Background: The incidence of and risk factors for falls in HIV-1–infected persons are unknown.
Methods: Fall history during the prior 12 months, medical diagnoses, and functional assessments were collected on HIV-infected persons 45–65 years of age receiving effective antiretroviral therapy. Fall risk was evaluated using univariate and multivariate regression analyses.
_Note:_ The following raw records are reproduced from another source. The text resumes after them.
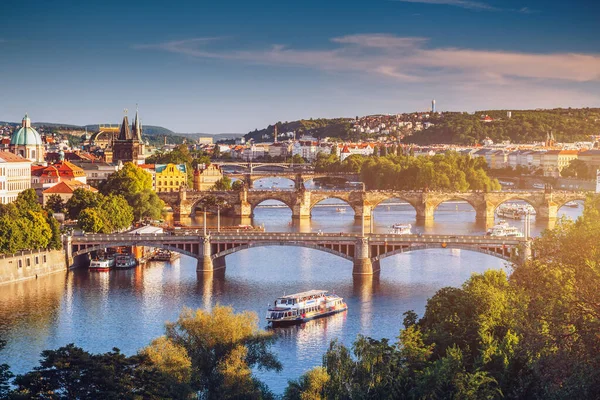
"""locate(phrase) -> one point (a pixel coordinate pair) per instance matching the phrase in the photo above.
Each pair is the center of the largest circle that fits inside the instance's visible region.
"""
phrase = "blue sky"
(233, 66)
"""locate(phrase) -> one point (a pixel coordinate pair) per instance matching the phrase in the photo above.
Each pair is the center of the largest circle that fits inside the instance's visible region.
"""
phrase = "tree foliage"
(24, 225)
(216, 351)
(135, 185)
(525, 126)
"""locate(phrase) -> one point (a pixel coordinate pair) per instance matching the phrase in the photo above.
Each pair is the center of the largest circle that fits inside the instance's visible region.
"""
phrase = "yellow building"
(169, 177)
(205, 178)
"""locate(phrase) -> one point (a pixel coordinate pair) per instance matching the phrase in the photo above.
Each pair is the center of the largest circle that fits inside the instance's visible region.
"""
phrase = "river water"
(127, 309)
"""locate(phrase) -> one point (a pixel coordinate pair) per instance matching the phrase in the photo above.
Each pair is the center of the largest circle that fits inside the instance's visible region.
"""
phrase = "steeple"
(26, 123)
(136, 128)
(125, 133)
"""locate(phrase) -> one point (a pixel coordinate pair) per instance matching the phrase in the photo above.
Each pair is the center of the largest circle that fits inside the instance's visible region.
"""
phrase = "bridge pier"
(301, 208)
(548, 212)
(425, 213)
(205, 263)
(485, 214)
(363, 210)
(219, 263)
(362, 260)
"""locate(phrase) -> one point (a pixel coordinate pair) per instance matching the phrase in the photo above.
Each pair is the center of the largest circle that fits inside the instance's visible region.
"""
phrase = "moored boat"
(401, 229)
(165, 256)
(124, 261)
(304, 306)
(104, 264)
(503, 229)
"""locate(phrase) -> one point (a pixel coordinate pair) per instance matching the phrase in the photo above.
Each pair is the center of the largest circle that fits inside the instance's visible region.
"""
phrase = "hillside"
(335, 128)
(525, 126)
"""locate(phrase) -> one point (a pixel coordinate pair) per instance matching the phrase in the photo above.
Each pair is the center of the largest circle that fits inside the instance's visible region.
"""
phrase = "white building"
(15, 176)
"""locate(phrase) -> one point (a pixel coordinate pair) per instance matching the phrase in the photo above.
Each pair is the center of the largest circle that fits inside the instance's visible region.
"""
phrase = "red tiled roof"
(6, 156)
(68, 187)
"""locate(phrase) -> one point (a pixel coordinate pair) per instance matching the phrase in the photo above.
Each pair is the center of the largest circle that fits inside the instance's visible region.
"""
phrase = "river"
(127, 309)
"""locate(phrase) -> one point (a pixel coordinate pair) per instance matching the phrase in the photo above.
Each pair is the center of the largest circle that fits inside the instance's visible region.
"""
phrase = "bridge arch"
(89, 249)
(504, 255)
(518, 197)
(575, 197)
(288, 181)
(466, 199)
(235, 249)
(347, 203)
(255, 204)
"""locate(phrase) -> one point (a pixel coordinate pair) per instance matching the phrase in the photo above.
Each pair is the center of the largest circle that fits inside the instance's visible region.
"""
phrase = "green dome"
(26, 136)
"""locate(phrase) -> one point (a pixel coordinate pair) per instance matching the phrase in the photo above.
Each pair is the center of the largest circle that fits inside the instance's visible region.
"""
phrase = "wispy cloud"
(471, 5)
(406, 59)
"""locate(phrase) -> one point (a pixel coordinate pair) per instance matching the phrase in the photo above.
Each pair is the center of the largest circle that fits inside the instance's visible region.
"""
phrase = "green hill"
(525, 126)
(321, 127)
Results: Of 359 subjects, 250 persons (70%) reported no falls, 109 (30%) had ≥1 fall; and 66 (18%) were recurrent fallers. Females, whites, and smokers were more likely to be recurrent fallers (P ≤ 0.05). HIV-related characteristics including current and nadir CD4 T-cell count, estimated HIV duration, and Veterans Aging Cohort Study Index scores were not predictors of falls (all P ≥ 0.09); didanosine recipients were more likely to be recurrent fallers (P = 0.04). The odds of falling increased 1.7 for each comorbidity and 1.4 for each medication (P < 0.001) and were higher in persons with cardiovascular disease, hypertension, dementia, neuropathy, arthritis, chronic pain, psychiatric disease, frailty, or disability [all odds ratio (OR) ≥ 1.8; P ≤ 0.05]. Beta-blockers, antidepressants, antipsychotics, sedatives, and opiates were independently associated with falling (all OR ≥ 2.7; P ≤ 0.01). Female gender, diabetes, antidepressants, sedatives, opiates, didanosine, exhaustion, weight loss, and difficulty with balance were the most significant predictors of falls in logistic regression (all OR ≥ 2.5; P ≤ 0.05).
Conclusions: Middle-aged HIV-infected adults have high fall risk. Multiple comorbidities, medications, and functional impairment were predictive of falls, but surrogate markers of HIV infection or an HIV-specific multimorbidity index were not. Fall risk should be assessed routinely as part of the care of HIV-infected persons.